We can group the set into subsets of the form $\{a,a+1,a+2\cdots,b\}$ with outer elements $a$ and $b$ where $a<b$ and $a+b$ is a power of 3 where we pair the elements using Gauss' Idea. This must be true since the largest element in the set $\{1,2,3\cdots,n\}$ must pair with $3^{k+1}-n$ where $3^k<n<3^{k+1}$, from which $n-1$ must pair with $3^{k+1}-n+1$ and so on. Once we run out of numbers that sum to $3^{k+1}$, we do the same process with the remaining numbers in the set. This process is mandatory. If we work backwards, then the subsets must be $\{1,2\cdots(3^{a_1}-1)\}, \{3^{a_1}, 3^{a_1}+1,\cdots{3^{a_2}-3^{{a_1}}}\},\{{3^{a_2}-3^{{a_1}}}+1, {3^{a_2}-3^{{a_1}}}+2\cdots{3^{a_3}-{(3^{a_2}-3^{{a_1}}}+1)}\}\cdots$ where $\{a_1,a_2\cdots{a_s}\}$ is a strictly increasing sequence of positive integers with $s$ not exceeding $2022$ and all $a_i\in\{1,2,3\cdots2022\}$. Note that all of these subsets must have outer elements that sum to distinct powers of 3 since even the 2 largest elements in a subset, say $b$ and $b-1$, will sum to $2b-1<3^{k+1}$ if $3^{k-1}<b<3^{k}$. Therefore, we are just looking for the number of ways to choose a nonempty subset from $\{1,2,3\cdots2022\}$ to assign the values that outer elements of a subset will sum to. There are $\sum_{i=1}^{2022}{\binom{2022}{i}}=2^{2022}-1$ ways. Therefore, there are $2^{2022}-1$ positive integers.

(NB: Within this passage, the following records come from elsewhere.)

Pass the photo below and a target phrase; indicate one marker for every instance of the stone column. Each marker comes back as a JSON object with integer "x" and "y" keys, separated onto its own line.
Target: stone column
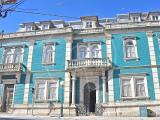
{"x": 73, "y": 87}
{"x": 104, "y": 89}
{"x": 67, "y": 90}
{"x": 27, "y": 82}
{"x": 153, "y": 62}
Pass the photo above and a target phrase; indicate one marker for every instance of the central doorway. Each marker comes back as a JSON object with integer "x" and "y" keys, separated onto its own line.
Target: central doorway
{"x": 90, "y": 97}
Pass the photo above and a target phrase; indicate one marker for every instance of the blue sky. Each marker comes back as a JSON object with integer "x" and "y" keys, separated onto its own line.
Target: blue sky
{"x": 74, "y": 8}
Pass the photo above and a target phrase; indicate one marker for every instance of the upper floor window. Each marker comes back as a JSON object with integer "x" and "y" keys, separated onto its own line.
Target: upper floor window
{"x": 13, "y": 54}
{"x": 135, "y": 19}
{"x": 82, "y": 53}
{"x": 45, "y": 26}
{"x": 155, "y": 17}
{"x": 133, "y": 86}
{"x": 95, "y": 52}
{"x": 130, "y": 48}
{"x": 28, "y": 28}
{"x": 49, "y": 53}
{"x": 46, "y": 88}
{"x": 8, "y": 57}
{"x": 18, "y": 56}
{"x": 88, "y": 24}
{"x": 89, "y": 51}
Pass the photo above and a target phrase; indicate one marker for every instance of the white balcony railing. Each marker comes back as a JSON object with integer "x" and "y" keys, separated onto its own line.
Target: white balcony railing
{"x": 11, "y": 67}
{"x": 36, "y": 32}
{"x": 88, "y": 30}
{"x": 88, "y": 62}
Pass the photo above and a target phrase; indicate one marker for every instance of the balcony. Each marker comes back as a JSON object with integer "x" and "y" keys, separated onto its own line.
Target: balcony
{"x": 88, "y": 63}
{"x": 11, "y": 67}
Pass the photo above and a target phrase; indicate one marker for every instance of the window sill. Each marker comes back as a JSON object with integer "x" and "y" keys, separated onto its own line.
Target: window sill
{"x": 48, "y": 64}
{"x": 135, "y": 58}
{"x": 135, "y": 98}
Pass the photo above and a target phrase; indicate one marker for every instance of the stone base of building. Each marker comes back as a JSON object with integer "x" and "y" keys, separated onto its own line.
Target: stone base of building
{"x": 131, "y": 109}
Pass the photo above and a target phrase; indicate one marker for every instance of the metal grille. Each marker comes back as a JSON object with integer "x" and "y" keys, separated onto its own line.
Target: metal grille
{"x": 81, "y": 110}
{"x": 98, "y": 109}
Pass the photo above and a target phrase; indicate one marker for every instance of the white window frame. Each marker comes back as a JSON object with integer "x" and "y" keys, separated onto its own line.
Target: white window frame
{"x": 13, "y": 49}
{"x": 133, "y": 40}
{"x": 133, "y": 78}
{"x": 43, "y": 28}
{"x": 46, "y": 46}
{"x": 89, "y": 47}
{"x": 46, "y": 81}
{"x": 29, "y": 26}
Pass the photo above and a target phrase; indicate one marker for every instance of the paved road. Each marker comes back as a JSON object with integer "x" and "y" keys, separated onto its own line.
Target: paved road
{"x": 72, "y": 118}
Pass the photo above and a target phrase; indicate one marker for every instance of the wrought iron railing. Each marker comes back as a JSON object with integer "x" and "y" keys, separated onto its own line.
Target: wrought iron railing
{"x": 11, "y": 67}
{"x": 88, "y": 62}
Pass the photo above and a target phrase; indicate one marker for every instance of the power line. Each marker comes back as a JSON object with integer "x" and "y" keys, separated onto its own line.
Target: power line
{"x": 46, "y": 14}
{"x": 46, "y": 7}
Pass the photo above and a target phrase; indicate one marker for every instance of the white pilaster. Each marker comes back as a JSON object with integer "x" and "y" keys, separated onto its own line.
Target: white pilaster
{"x": 108, "y": 38}
{"x": 153, "y": 62}
{"x": 30, "y": 53}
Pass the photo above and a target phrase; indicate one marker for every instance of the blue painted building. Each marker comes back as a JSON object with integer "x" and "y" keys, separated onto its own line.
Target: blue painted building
{"x": 110, "y": 64}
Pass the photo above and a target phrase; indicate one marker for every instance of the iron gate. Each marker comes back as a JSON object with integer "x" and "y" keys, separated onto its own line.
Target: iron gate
{"x": 98, "y": 109}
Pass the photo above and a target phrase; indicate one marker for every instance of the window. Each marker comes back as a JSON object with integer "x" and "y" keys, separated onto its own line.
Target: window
{"x": 8, "y": 57}
{"x": 135, "y": 19}
{"x": 88, "y": 24}
{"x": 49, "y": 53}
{"x": 46, "y": 89}
{"x": 133, "y": 86}
{"x": 95, "y": 52}
{"x": 45, "y": 26}
{"x": 89, "y": 51}
{"x": 130, "y": 48}
{"x": 82, "y": 53}
{"x": 28, "y": 28}
{"x": 18, "y": 56}
{"x": 155, "y": 17}
{"x": 13, "y": 54}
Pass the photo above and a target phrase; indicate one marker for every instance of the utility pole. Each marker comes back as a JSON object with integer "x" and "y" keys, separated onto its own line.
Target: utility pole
{"x": 6, "y": 2}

the_game_master wrote: I think this problem is too easy for JBMO p4. I think it is suitable for p1 or p2 max. Actually, it was considered to be the hardest problem on the whole exam, and those who solved it (or were close to) were revered. Also, our team leader (and other professors) taught us basic induction and told us that we probably don’t need it.

I would say second easiest on the exam tbh, I struggled solving 3 but not this.